In my own experience, I’ve been using a dynamic DNS hostname for years at this stage now for various services, and I've personally settled on Cloudflare for the services that I do need to self-host for colleagues and friends. It updates nearly instantly thanks to the OPNsense DDNS service that I run, but there are countless alternatives out there that you can use too. Cloudflare has an API that supports this, so when OPNsense retrieves a new IP address from my ISP, it knows to call up Cloudflare and tell it to update the A records for my chosen subdomains to point to my new IP address.
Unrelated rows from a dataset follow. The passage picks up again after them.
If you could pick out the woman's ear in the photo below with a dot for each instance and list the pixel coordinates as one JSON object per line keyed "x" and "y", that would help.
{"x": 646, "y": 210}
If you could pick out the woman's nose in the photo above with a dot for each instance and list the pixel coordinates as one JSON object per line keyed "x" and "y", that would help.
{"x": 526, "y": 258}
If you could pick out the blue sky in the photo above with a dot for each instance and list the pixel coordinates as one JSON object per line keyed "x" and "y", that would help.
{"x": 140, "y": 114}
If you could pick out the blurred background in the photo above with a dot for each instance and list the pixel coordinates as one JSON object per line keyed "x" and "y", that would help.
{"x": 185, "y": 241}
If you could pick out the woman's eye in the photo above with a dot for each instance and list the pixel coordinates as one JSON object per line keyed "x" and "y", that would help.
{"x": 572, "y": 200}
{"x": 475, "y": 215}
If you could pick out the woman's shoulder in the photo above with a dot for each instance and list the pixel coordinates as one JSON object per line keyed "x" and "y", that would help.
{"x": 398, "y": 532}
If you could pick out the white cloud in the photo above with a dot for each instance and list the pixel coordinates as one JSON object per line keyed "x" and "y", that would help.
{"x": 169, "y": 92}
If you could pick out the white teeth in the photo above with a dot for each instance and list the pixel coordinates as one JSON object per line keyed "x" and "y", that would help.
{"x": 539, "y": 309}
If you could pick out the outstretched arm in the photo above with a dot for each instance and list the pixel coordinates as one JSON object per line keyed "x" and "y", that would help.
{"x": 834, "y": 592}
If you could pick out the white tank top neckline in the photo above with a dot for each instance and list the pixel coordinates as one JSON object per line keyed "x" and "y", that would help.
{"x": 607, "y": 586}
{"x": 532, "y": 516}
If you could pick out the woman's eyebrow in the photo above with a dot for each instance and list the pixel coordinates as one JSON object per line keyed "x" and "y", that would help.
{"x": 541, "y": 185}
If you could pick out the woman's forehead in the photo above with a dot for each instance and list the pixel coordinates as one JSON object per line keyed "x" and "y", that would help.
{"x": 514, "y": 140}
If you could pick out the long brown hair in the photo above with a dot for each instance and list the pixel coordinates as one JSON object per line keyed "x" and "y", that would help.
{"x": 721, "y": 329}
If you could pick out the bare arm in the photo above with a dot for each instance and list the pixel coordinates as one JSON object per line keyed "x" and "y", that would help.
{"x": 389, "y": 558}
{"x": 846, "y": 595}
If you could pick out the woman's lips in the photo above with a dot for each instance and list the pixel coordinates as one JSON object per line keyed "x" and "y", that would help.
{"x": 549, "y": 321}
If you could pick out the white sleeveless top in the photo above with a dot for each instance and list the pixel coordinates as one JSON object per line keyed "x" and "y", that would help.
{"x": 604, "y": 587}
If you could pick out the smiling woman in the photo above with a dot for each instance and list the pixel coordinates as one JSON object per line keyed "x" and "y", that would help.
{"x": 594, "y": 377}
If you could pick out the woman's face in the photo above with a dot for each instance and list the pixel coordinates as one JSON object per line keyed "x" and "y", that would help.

Plus, thanks to Cloudflare's proxy service, my IP address is still masked behind Cloudflare's servers. This setup took minutes, and for the people that I host it for, they never have to deal with it being down or inaccessible.

Of course, other services like Cloudflare Tunnel and Tailscale enable external access without a static IP address, too. A Cloudflare Tunnel can run on your home machine and maintain a connection to Cloudflare's servers. People visiting your site go through Cloudflare and into that tunnel to reach your machine without a static IP address or even any open ports on your firewall. As for Tailscale, you'll actually have a static IP address within your Tailnet.

I don't want a static IP address for my home connection

And most people shouldn't want one either

After years of tinkering with home networks and servers, I’ve realized that a dynamic IP address is better than a static one in nearly all cases for home users. They're flexible, cheaper, and the privacy benefits that I realized from my own testing far outweigh the benefits of a static address when there are so many ways to approach that problem in a way that it is no longer one. With the simple addition of dynamic DNS (and maybe services like Cloudflare or Tailscale), a dynamic IP can do almost anything a static IP can do.

To be completely fair, static IPs still have their place for certain specialized needs. If you’re running an email server at home or dealing with restrictive external systems that need to whitelist an IP for access, a static IP can still be important. However, for nearly every power user and all casual users, the dynamic IP address that your ISP provides you is preferable to a static IP address. A static IP address can be a nice-to-have in certain situations, but by and large, you're better off with a dynamic IP address in nearly all cases.

So, if you're thinking about spending that little bit extra for a static IP address, weigh up your options first. Unless you're behind CGNAT, there's no real reason to pay the extra for a static IP address if you don't strictly need it. If you fall into the group of people who do need it, then there's no other option, but most people don't, and the tools available to get around it lead to an experience that's just as good.